ファイリングのポイント(その3)

 前回、基本的なルールは説明しましたので、今回は補足的なお話をします。

1.書類の保存期間

 ファイリングで一番の問題はこの保存期間いわゆる書類の寿命です。いくつかの書類については、法的に保存期間が決められています。つまり、法律上、その期間は保存することが義務付けられているのです。具体的に言うと

◆ 10年間保存
・商業帳簿、契約書・・・商法
・完成図、打合簿、施工体系図・・・建設業法施行規則
◆ 7年間保存
・注文書、領収書、請求書・・・法人税法と所得税法の施行規則
・源泉徴収簿・・・国税通則法
◆ 5年保存
・健康診断結果・・・労働安全衛生法
◆ 3年保存
・賃金台帳、労働者名簿・・・労働基準法
・安全衛生委員会議事録・・・労働安全衛生法

となっています。特に工事関係書類は、2008年より瑕疵期間との連動で10年(従来は5年)となったので、保存すべき書類が大幅に増えます。上記の期間を参考に、適切な保存期間を定めてください。ただし、今後も法律改定などにより、期間が変わる場合があります。年に一度は見直すよう、心がけましょう。倉庫の棚卸しも1年に1回行い、スペース確保も忘れずに。 

2.電子化と紙のファイリング

 瑕疵期間延長による保存期間の延長だけでなく、ISOによって口頭だったものが文書化されるなど、書類は増加傾向にあります。そのため、当然電子化を検討することになります。

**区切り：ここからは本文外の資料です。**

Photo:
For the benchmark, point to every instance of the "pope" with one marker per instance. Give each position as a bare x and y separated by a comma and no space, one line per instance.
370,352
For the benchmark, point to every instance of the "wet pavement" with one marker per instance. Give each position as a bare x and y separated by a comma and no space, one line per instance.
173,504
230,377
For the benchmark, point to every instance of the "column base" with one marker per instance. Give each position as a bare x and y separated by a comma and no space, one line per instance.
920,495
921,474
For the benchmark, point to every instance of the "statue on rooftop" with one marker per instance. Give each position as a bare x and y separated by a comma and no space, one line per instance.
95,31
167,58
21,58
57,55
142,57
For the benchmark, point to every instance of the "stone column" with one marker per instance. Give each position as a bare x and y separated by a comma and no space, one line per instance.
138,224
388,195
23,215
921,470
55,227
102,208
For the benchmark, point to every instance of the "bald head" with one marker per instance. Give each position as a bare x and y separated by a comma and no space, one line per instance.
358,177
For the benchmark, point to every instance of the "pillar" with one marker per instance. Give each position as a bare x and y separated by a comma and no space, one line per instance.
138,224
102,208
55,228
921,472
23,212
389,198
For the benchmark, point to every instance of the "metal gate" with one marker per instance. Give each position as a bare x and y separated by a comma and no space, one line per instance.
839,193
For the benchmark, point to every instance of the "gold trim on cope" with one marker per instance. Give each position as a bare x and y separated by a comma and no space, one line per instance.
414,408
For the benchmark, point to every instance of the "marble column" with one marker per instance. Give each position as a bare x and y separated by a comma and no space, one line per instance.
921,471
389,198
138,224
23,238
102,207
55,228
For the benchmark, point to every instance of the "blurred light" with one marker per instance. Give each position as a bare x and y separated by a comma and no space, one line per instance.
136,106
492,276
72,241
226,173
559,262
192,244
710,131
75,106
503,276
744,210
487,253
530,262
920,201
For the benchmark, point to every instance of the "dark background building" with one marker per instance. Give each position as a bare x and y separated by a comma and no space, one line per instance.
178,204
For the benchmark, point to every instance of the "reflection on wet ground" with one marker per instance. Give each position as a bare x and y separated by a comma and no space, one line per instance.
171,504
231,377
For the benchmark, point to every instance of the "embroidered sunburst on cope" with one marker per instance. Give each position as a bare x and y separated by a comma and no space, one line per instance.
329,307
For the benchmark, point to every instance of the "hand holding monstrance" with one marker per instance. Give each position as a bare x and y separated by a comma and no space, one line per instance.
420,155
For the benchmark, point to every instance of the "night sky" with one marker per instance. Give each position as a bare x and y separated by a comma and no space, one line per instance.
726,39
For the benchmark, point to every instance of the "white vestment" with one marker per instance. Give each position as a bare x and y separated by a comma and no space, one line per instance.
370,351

 公共事業で行われている電子納品はもちろんのこと、2005年から施行されているe-文書法により、かなりの法的文書が電子化可能になりました。上記の書類も、これで大幅に保存体積を縮小できます。従来、竣工書類は、倉庫を借りたり、重機置場の空きスペースなどを利用して保存することが多かったのですが、その必要がほとんどなくなると思われます。

 もともと電子データだったものだけでなく、スキャンニングして保存したものも、検索キーワードを付与したり、OCRで透明文字を埋め込むことで、従来の紙保存に比べ、格段の検索性が確保されます。自社でスキャニングするのは大変ですが、外部サービスもあるので、要検討ですね。

 ここで、文書を電子化する際の注意点を挙げておきましょう。3万円以上の領収書、契約書(いわゆる印紙をはったもの)や損益計算書などの決算書類は、
紙での保存が義務付けられています。法律に照らし合わせるか、関係官庁に相談することをおすすめします。いっぽう、電子契約法や電子帳簿保存法などに準拠すれば、上記のものも電子化が可能です。これは紙を電子化するのではなく、最初から電子的なやりとりで業務を行うものです。ただし、事前の手続き、申請が必要ですし、システム管理という別の側面も出てきます。会社のIT成熟度やサポートしてくれるベンダーの情報などをよく検討の上、導入してください。

3.書類目録

 さて、保管とは「管理状態を保つ」こと、保存は「ただ在る状態を保つ」ことだそうです。人によっては、「書庫に入っている状態」が保管で、「倉庫に入っている状態」を保存と考えるかもしれません。どちらにせよ、検索できるような仕組みを持って倉庫に入っていれば保管と考えてもよいでしょう。

 以前は、紙の書類目録を保存箱に貼りつけ、現場単位に書類を保存箱に入れました。そして、現場一覧と保存先といった、保存箱一覧を事務所に整備していたと思います。書類を探す場合は、まず該当する現場の保存箱を探して、それから書類目録から該当する書類を見つけるといった流れです。この場合、倉庫に行かないと書類目録を見られない上に、保存箱を1個ずつ見て探すことになり、手間が掛かりました。

 しかし、現在、パソコンで検索できるようにすることはさほど難しくありません。ですから、書類目録ごと事務所のパソコンに入れておけば、「保管」に近い状態となり、保存期間の終わった保存箱が一覧でわかるという仕組みも可能です。大切なのは、書類一覧という目録をきちんと整備し、どの箱に入っているかを明確にしておくことです。これならば、書類自体を電子化が不可能な場合でも、適切に管理できることでしょう。

 せっかくとってある書類です。「保存」ではなく「保管」にしたいものです。